The combination of the shadecloth and the polyethylene-cover reduced mean tunnel PAR by an average of 49% in the two years of the experiment. Seasonal climatic extremes provided no differences in treatment temperature at the height of cane growing point. Root-zone temperature had a greater effect on primocane growth, cane architecture, and yield components compared to air temperature or PAR. Root-zone temperature was consistently greater in tunnels without shadecloth or nonliving mulch. The combination of reduced PAR from the 33% shadecloth and the presence of the nonliving mulch provided the greatest reduction of temperature at primocane raspberry root-zone depth, and optimized cane height and adventitious lateral count before terminal bud formation. A positive correlation between flower lateral length and number of flowers produced per lateral was found at root-zone temperatures most similar to the field. Similar associations of increased cane density, leaf area and count, and flower lateral count were found with root-zone temperature most similar to the field. Establishment year decreased fall root-zone temperature, as a result of shadecloth or soil mulch, increased cane density and shoot growth the subsequent spring.

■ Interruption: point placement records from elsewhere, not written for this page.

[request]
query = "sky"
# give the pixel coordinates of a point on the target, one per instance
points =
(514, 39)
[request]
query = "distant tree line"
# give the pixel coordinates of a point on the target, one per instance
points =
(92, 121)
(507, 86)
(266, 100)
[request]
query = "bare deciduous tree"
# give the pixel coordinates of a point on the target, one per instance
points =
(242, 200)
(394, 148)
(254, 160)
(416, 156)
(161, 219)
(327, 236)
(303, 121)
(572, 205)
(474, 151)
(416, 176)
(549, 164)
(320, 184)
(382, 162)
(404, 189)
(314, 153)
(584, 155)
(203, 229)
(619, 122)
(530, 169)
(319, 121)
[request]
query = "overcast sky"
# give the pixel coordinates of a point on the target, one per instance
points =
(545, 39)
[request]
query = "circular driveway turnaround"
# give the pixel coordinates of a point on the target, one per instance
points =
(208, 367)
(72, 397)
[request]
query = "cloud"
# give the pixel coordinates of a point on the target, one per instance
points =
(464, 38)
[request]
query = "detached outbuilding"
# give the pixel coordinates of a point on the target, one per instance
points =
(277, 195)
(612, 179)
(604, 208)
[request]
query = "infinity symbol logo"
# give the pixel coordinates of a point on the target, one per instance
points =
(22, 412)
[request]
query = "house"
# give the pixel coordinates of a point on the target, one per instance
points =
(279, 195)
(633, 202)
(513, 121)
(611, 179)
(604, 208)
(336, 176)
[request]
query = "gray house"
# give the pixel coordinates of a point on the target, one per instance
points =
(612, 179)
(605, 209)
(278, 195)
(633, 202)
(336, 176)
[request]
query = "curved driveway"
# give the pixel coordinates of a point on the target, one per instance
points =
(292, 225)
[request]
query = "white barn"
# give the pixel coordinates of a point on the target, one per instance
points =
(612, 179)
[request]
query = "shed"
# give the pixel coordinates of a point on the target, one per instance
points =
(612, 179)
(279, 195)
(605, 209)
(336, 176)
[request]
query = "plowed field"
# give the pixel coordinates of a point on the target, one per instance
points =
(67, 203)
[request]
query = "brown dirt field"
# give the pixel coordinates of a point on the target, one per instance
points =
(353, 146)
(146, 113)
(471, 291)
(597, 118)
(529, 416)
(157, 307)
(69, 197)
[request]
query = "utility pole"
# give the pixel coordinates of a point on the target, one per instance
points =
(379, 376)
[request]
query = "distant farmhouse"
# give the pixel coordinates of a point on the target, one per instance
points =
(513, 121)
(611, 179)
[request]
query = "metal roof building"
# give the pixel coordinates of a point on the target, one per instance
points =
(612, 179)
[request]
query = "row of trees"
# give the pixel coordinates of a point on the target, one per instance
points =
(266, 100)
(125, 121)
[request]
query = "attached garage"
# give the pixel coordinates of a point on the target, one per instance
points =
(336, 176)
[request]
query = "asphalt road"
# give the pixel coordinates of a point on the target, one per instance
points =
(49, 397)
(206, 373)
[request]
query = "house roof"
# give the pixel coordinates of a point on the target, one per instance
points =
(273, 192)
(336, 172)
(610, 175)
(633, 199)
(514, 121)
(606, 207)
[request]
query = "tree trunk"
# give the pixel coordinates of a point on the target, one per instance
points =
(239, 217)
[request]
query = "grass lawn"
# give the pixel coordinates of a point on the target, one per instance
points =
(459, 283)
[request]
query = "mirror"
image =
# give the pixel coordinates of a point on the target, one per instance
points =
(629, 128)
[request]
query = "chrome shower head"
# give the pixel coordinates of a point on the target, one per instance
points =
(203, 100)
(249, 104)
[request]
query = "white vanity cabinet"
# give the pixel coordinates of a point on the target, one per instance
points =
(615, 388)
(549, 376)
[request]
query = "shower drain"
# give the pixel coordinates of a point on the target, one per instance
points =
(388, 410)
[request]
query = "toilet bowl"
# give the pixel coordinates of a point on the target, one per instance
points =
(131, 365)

Root-zone temperature was the most influential climatic parameter, accounting for 71% of yield variability among treatments in year two, followed by PAR (29%), and air temperature (0%). Primocane yield in high-tunnels was optimized by maintaining root-zone temperature in the low to mid 20 °C range. Fresh berry weight was not influenced by differential PAR and root-zone temperature. Differential climatic conditions of air- and root-zone temperature and PAR did not influence the timing of bud initiation, though time-to-ripening was delayed a result of shading and root-zone temperature up to 23 °C. Sugar content of field-grown red raspberries increased as the season progressed, but soluble solids concentration decreased with the advancement of the harvest season in tunnels.
It is beneficial to manipulate the tunnel root-zone temperatures between flower-bud developmental stages of petal fall and first harvest. For high-tunnel primocane red raspberry production in the North Central Region, optimizing root-zone temperature favors the vegetative to flowering transition, and increases yield as a result of increased cane density, fruiting lateral count and length, and quantity of flowers produced per lateral. Basic manipulation techniques such as applying a nonliving mulch groundcover or obtaining a target PAR reduction of 50% can optimize primocane red raspberry growth of tunnel environments in the North Central Region of the United States.
Leah Beth Riesselman
Riesselman, Leah Beth, "Photosynthetically active radiation and root-zone temperature effects on high-tunnel primocane red raspberry growth and development" (2014). Graduate Theses and Dissertations. 14001.